Я, как видите, мужчина выносливый, не в пример Ручинскому, который с первого же раза отвалился от Анфисы и далее только созерцал, как я с Капитолиной произвожу рекогносцировку. "Делайте, делайте, - кричал, как блеял, - а я вас гладить буду". Ну, я, конечно, увлекся. Дело привычное и ответственное. Только закончил разные маршировки производить, ан глядь, Ручинского-то и нет. И шинели моей новой, пахнущей кремлевским морозом, тоже нет. Зарыдал я, как дитя. А Капитолина, бедная девушка, говорит мне: "Платоша, успокойся. Мы эту твою шинель вернем". Взяла меня за руки, подняла меня с постели, попутно дав пинка мамаше, которая не уследила за действиями Ручинского, и повела темными дорогами в его жилище. Привела к еле горящему окошку и говорит: "Смотри!". Взглянул я и обомлел. Гришка Ручинский в моей шинели ходит в пустой комнате, честь отдает неведомо кому, раскланивается и веселый такой, что я веселей и не видел никого. "Ручинский, шкура, шинель возвращай, а не то убью!". Он, как услышал мои угрозы, так весь затрясся от плача, упал на пол и шинелью с головой накрылся. Мы с Капитолиной в окошко-то залезли и ну бить чем попало по голому заду Ручинского. Сорвал я с него шинель и надел ее, так вот до сих пор в ней безвылазно и хожу. Только чувствую порой, что пованивает Ручинским, как гнилыми носками его и пакостным чернозубым ртом, но поделать ничего не могу. Шинель не снимаю, а то стащат.
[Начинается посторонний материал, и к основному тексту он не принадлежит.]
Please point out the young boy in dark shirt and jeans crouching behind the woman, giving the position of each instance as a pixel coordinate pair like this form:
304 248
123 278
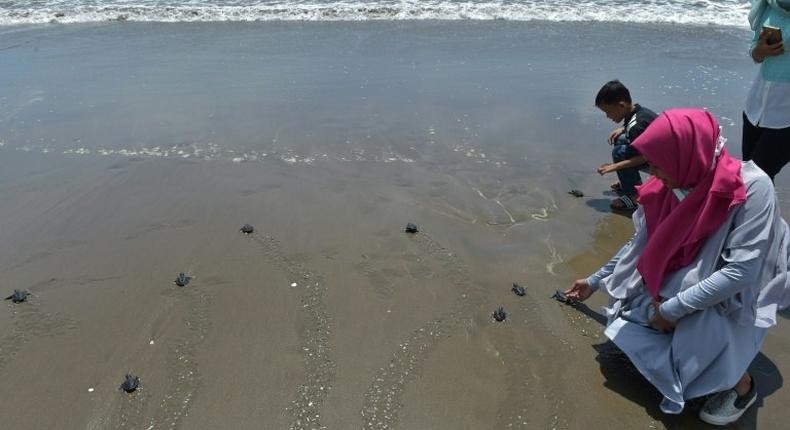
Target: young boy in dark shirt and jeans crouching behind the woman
614 100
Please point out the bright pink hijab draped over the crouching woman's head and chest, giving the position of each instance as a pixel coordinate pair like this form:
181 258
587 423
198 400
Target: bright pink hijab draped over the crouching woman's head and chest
683 143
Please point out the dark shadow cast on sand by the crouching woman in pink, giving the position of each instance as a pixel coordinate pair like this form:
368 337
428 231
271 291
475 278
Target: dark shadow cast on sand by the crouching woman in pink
623 378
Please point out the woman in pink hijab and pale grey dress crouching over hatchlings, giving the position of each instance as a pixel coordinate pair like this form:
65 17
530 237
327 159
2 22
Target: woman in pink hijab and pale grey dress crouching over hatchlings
693 293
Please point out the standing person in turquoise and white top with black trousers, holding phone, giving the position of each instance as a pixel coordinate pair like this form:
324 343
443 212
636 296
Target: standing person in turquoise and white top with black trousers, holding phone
766 116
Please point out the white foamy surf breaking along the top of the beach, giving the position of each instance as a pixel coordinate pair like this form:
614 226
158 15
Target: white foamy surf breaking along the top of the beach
730 13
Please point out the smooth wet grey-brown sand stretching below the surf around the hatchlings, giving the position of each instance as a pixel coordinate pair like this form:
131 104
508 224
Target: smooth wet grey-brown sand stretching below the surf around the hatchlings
131 153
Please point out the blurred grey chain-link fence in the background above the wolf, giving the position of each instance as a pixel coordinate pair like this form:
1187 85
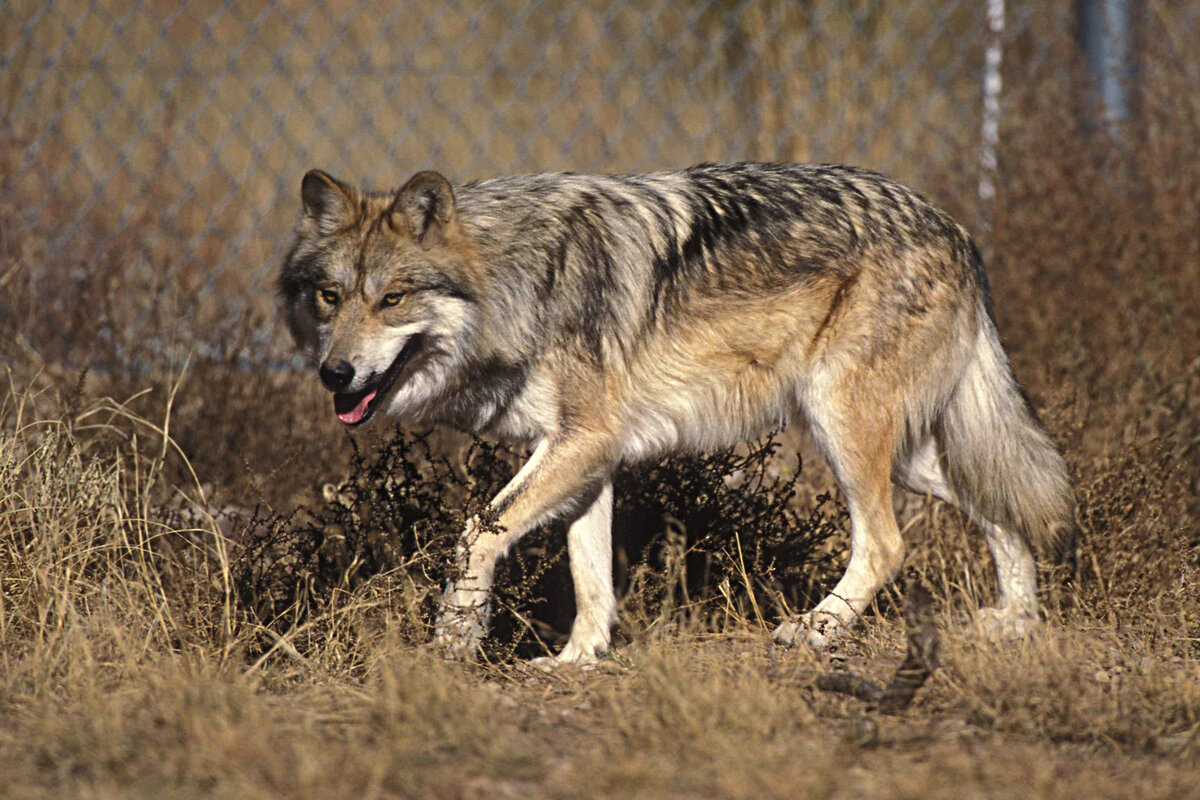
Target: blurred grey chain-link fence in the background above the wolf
179 131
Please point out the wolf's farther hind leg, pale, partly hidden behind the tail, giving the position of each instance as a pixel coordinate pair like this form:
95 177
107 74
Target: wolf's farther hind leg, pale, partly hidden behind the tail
1016 613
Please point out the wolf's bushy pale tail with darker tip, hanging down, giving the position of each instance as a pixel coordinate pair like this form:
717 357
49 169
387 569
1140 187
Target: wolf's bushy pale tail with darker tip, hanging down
1000 459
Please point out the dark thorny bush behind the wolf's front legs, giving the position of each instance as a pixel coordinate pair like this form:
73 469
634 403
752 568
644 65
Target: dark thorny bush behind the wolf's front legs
693 534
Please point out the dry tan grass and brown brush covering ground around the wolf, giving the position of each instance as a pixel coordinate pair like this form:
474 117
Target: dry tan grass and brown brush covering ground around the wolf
140 658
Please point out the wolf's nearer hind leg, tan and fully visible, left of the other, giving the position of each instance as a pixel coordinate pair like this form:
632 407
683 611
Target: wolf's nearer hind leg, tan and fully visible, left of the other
859 441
– И что ты хотел сказать этим, Платон ?
– спросил я.
– Скалигер, ваши размышления столь же бессмысленны и нелепы, как и мое повествование о пропавшей и найденной шинели.
– И это все?
– А разве мало?
– Жаль, что я не могу облить твою шинель спермой, - грубо вставил свою фразу Ликанац.
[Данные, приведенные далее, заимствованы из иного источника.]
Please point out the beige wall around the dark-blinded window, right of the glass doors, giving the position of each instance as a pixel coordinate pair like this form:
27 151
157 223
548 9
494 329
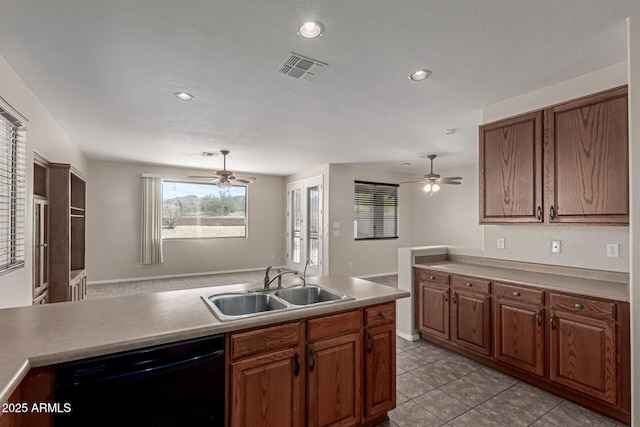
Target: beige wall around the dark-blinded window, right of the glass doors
367 257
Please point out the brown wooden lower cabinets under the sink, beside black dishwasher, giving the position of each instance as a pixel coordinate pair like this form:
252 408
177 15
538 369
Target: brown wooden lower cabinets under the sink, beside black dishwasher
334 370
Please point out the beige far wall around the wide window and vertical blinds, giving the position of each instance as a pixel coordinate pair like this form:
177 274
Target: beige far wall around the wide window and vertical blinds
113 233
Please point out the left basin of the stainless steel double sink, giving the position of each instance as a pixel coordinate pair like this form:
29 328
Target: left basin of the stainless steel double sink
233 306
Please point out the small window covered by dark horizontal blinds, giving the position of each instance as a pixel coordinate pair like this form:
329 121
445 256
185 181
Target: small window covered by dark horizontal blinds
376 211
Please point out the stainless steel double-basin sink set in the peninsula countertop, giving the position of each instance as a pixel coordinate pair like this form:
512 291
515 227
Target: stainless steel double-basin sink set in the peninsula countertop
239 305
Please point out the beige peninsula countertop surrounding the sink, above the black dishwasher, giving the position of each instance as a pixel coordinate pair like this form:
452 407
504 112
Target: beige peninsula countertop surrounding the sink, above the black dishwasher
55 333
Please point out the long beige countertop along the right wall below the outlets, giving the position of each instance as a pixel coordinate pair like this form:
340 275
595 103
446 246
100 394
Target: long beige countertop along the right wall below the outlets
595 287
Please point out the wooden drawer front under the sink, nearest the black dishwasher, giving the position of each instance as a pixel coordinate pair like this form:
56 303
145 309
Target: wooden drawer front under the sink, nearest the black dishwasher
262 340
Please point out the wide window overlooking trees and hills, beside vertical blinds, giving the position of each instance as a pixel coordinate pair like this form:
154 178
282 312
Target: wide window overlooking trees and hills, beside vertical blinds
193 210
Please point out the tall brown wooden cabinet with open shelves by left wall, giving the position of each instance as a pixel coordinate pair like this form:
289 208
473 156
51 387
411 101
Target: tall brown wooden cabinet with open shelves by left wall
67 223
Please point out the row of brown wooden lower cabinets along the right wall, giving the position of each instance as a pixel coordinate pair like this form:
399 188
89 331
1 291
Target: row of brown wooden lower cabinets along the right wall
575 346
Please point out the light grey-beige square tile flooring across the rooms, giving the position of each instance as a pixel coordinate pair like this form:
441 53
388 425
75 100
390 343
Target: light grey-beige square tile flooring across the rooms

– А то бы ты научился говорить с тем, кто принял тебя под свою защиту.
– Ну-ну, нам еще не хватало в компании Онана. Успокойтесь.
– Отойди, Платон, а то все равно брызну, - угрожающе продолжал Ликанац.
68
Платон резво отскочил от меня и Ликанаца. Шинель на нем приятно голубела, посверкивая большими золотыми пуговицами. Мечта Акакия Акакиевича забралась мне в голову и вызвала целую аллюзивную цепь представлений, из которых состояла моя внешняя жизнь, крайне истощенная ночными бдениями над анализом трудов выдающегося критика, который элементарной мечте заштатного чиновника придал мистический смысл. Ну, хотел чиновник Башмачкин приодеться, ну, копил денег, а шинель стащили, да и, надо сказать, не при самых пристойных обстоятельствах. Маленький человек, да бросьте. Маленький человек таит в душе самые великие подлости, какие только встречаются. Вот я бабке на вокзале подал пятьдесят рублей монетой, а она взглянула на нее, да и плюнула мне вослед. Жизнь бедного и маленького похожа на голодную вшивую собаку, не накормишь до отвала, не отстанет и не уснет, а то еще укусит от недовольства.